Um dos mais influentes deputados da Frente Parlamentar Evangélica, o deputado Sóstenes Cavalcante (DEM-RJ), apoia a criação da Frente Parlamentar Conservadora e não vê possibilidade de disputa entre as duas bancadas.
“Acho que elas somam forças e [a bancada conservadora] amplia um pouco o leque da evangélica. Tem conservadores que não são evangélicos”, afirmou Sóstenes.
O deputado disse acreditar que as pautas das duas frentes serão basicamente as mesmas com uma ou outra divergência. Como exemplo, ele citou a proposta de legalização de jogos de azar.
“Não sei se a conservadora ficará contra”, disse o deputado.
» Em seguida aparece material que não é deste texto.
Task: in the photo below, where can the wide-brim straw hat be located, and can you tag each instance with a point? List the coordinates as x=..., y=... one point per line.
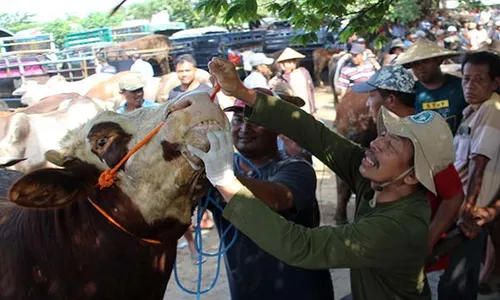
x=288, y=54
x=423, y=49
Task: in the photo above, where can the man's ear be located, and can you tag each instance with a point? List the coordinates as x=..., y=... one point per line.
x=48, y=188
x=411, y=179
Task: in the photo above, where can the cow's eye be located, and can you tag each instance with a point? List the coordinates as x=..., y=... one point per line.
x=102, y=142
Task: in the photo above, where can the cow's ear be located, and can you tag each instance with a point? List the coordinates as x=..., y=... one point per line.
x=19, y=128
x=49, y=188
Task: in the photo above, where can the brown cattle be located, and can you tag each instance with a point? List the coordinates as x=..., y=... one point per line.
x=321, y=58
x=28, y=134
x=155, y=41
x=63, y=247
x=353, y=122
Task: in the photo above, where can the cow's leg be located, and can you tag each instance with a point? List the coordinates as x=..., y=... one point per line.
x=343, y=196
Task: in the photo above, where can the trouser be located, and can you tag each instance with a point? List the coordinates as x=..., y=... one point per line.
x=461, y=280
x=433, y=278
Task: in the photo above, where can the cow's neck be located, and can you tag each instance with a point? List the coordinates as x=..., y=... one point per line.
x=122, y=209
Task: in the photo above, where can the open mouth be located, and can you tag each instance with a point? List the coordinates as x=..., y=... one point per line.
x=196, y=136
x=370, y=161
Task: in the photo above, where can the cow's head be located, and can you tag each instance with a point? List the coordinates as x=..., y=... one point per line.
x=160, y=179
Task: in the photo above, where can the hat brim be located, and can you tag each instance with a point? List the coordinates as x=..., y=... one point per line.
x=401, y=60
x=133, y=88
x=234, y=108
x=363, y=87
x=398, y=126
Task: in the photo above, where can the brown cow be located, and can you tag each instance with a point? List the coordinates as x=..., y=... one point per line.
x=353, y=122
x=155, y=41
x=63, y=247
x=321, y=58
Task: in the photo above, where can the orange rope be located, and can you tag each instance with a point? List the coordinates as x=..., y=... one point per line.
x=112, y=221
x=214, y=93
x=107, y=177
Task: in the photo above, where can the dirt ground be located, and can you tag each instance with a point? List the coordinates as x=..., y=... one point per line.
x=326, y=193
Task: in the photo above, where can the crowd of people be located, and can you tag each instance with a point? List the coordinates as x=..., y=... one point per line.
x=432, y=174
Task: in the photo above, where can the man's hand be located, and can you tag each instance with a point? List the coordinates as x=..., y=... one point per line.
x=469, y=228
x=225, y=75
x=219, y=159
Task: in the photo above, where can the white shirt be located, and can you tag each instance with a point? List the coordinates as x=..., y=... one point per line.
x=479, y=133
x=255, y=80
x=142, y=67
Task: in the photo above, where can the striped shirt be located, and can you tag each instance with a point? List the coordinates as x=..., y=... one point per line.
x=350, y=75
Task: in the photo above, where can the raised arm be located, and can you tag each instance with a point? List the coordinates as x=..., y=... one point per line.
x=336, y=152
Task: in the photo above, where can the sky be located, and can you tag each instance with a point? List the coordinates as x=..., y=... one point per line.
x=47, y=10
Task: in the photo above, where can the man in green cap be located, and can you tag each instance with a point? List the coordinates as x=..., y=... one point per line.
x=392, y=87
x=386, y=246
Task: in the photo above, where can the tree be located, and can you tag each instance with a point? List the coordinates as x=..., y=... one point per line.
x=365, y=16
x=17, y=22
x=100, y=19
x=59, y=29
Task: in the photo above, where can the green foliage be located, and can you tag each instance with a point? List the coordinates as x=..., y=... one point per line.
x=405, y=10
x=17, y=22
x=59, y=28
x=101, y=19
x=309, y=15
x=471, y=4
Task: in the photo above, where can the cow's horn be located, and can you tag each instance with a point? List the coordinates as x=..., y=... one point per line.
x=55, y=157
x=9, y=161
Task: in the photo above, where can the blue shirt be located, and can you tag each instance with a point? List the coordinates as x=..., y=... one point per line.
x=123, y=108
x=255, y=274
x=447, y=100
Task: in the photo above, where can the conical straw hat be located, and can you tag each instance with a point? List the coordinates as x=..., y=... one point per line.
x=289, y=53
x=423, y=49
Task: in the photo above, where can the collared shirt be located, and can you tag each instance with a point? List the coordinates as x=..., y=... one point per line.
x=447, y=100
x=385, y=247
x=479, y=133
x=255, y=79
x=123, y=108
x=143, y=67
x=252, y=272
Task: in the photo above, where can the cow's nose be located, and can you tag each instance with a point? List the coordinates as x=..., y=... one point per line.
x=181, y=104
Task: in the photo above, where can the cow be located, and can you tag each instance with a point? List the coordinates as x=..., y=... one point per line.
x=122, y=50
x=321, y=58
x=109, y=90
x=169, y=81
x=26, y=134
x=69, y=239
x=32, y=92
x=353, y=122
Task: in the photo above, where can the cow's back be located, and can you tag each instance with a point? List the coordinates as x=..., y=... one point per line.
x=353, y=120
x=75, y=253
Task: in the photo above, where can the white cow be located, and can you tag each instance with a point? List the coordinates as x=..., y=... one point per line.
x=32, y=92
x=31, y=135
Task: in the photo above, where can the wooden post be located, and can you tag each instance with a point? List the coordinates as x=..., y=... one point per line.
x=20, y=67
x=84, y=64
x=70, y=67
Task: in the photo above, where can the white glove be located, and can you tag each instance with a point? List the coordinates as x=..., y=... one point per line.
x=219, y=159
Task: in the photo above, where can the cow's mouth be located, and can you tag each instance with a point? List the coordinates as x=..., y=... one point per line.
x=196, y=136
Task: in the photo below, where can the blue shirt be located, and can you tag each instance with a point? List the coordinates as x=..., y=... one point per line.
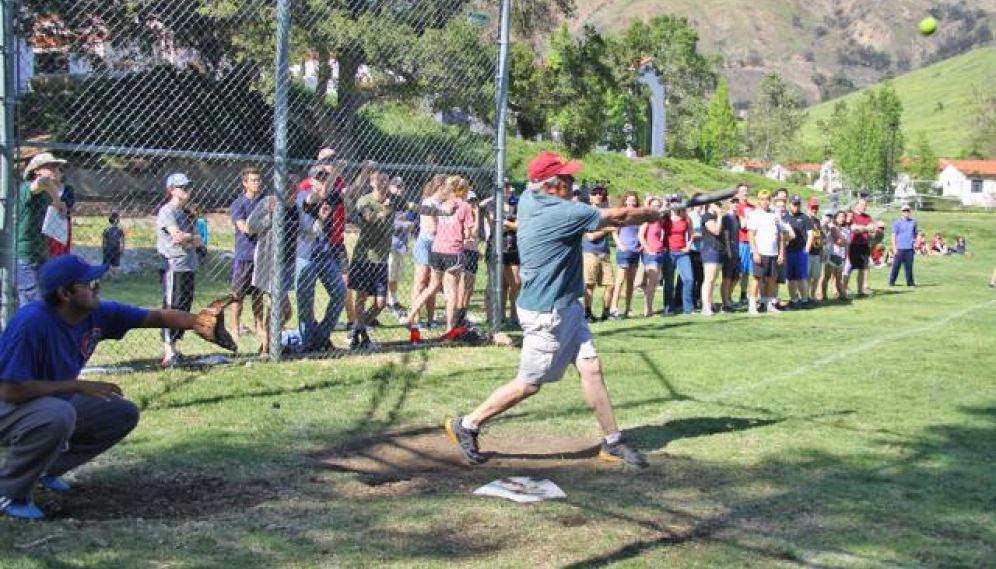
x=599, y=246
x=904, y=233
x=39, y=345
x=245, y=244
x=550, y=231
Líder da Minoria na Câmara, o deputado José Guimarães (PT-CE) afirmou que vê com naturalidade a criação de uma frente, mas que o trabalho para inviabilizar a pauta conservadora do governo será mantido nos próximos dois anos.
“Vamos continuar na mesma linha. Eles deviam estar preocupados em apresentar sugestões para a retomada do crescimento. Para este governo, se nem o centrão deu jeito, o que dirá uma frente”, afirmou o deputado.
O petista faz alusão ao bloco de partidos que costuma apoiar governos independentemente do ponto que ocupam no espectro político, desde que haja participação na administração por meio de cargos e liberação de recursos.
Integrantes da base ideológica do governo reclamam nos bastidores que se sentem preteridos em relação aos aliados do centrão pela articulação política do Palácio do Planalto.
Em um movimento recente, tentaram forçar a troca do ministro da Secretaria de Governo, general Luiz Eduardo Ramos, mas não obtiveram sucesso.
Enquanto isso, a investida conservadora tenta ganhar o mundo. Kicis afirmou que está trabalhando na costura de uma frente conservadora sulamericana, reunindo parlamentares de outros países do continente. Ela disse já ter conversado com representantes de Colômbia, Chile e Argentina.
“O objetivo é a gente se unir além das fronteiras, [unir] países que buscam preservar sua soberania, que são contra o desrespeito com que a esquerda e os globalistas tratam os países e os governos conservadores”, disse a deputada.